Session title: Myeloproliferative neoplasms - Biology & Translational Research

Background
Age-related clonal haematopoiesis (CH) is a risk factor for atherosclerotic cardiovascular disease (CVD) and all-cause mortality. Chronic kidney disease (CKD) is a worldwide health problem associated with an elevated risk of CVD, but the relationship between CH and CKD is unknown.

Aims
To assess the relationship between CH and CKD in UK Biobank, a prospective, population-based cohort of UK subjects aged 40-69 years recruited between 2006-10.

Methods
We focused on subjects with both genomewide SNP array and WES data (n=200,361; median age = 58y, median follow up = 11y). Array allelic intensities were used to infer mosaic chromosome abnormalities (mCA), which were categorized as myeloid, lymphoid or other based on known cytogenetic associations. Likely somatic driver mutations were extracted from WES variant calls (DeepVariant) based on VAF, recurrency in COSMIC, CADD pathogenicity score and a binomial test against the mean VAF. Estimated Glomerular Filtration Rate (eGFR) was calculated using CKD-EPI formula using cystatin-C (eGFR.cys), creatinine (eGFR.creat), or both (eGFR.creat.cys). 10,144 participants were considered ineligible for analysis due to end stage kidney disease (n=211), any eGFR score <15 (n=20) or missing biochemistry measures (n=9,913) at study entry. Linear and logistic regression models were used with kidney function defined as (i) a binary trait (CKD, eGFR <60; control, eGFR ≥60) or (ii) a continuous trait. A Cox proportional hazard model was used to assess the risk of developing adverse outcomes defined by death, myocardial infarction or stroke. All P values were corrected for false discovery rate

Results
CH, defined as the presence of any mCA and/or somatic mutation, was identified in 5,449 (2.9%) eligible subjects. CH was negatively associated with eGFR.cys (OR=0.44, P=5.9x10-5), but not other eGFR scores, when tested as a continuous variable and was specifically associated with CKD defined by eGFR.cys <60 (n=5,449/185,038, OR=1.02, P=1.2x10-8). Focusing on CH defined by mCA only (n=1,918), eGFR.cys was associated with myeloid mCA (n=176, OR=0.01, P=5.9x10-5) and not lymphoid (n=229, P=0.13) or other mCA (n=1495, P=0.18). Similarly, for CH defined by somatic mutations (n=3,686), the association with eGFR.cys was due myeloid-malignancy related genes (n=3323, OR=0.26, P=1.2x10-7), particularly JAK2 V617F (n=139, OR=6.5x10-4, P=1.6x10-9) and TET2 (n=788, OR=0.13, P=9.5x10-5) but not DNMT3A or ASXL1. The link between myeloid malignancy and CKD is well established, and was replicated in our series, which included participants with a myeloid malignancy diagnosed prior to or within a year of study entry (n=320, OR= 3.9x10-3, P=7.0x10-12). Excluding these cases and also those with any prior history of CVD (n=8,459), we confirmed that myeloid CH was associated with adverse outcomes during follow up (RR=1.57, n=338/3,078, P=1.1x10-12) compared to myeloid CH-free participants (n=9174/176,944).

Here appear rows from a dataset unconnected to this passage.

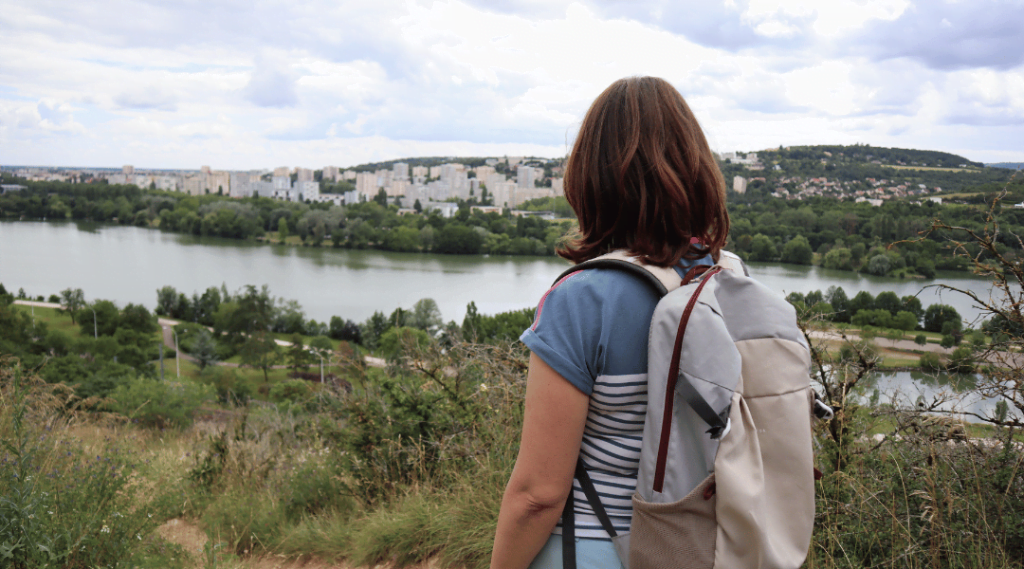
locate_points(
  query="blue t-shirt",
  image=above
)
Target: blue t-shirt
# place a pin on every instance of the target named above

For subjects who had CKD, the risk of adverse outcomes was higher: RR=2, n=1,186/6,991 P=7.6x10-78 compared to CKD free participants (n=8326/173,031). Within the CKD group, the risk was further increased for subjects with myeloid CH (RR=1.63, n=59/226, P=1.5x10-3) compared to those who were myeloid-CH free (n=1,127/6,765).

Conclusion
CH, and specifically myeloid CH, is associated with CKD defined by eGFR.cys. Myeloid CH promotes adverse outcomes in CKD, highlighting the importance of the interaction between intrinsic and extrinsic factors to define the health risk associated with CH.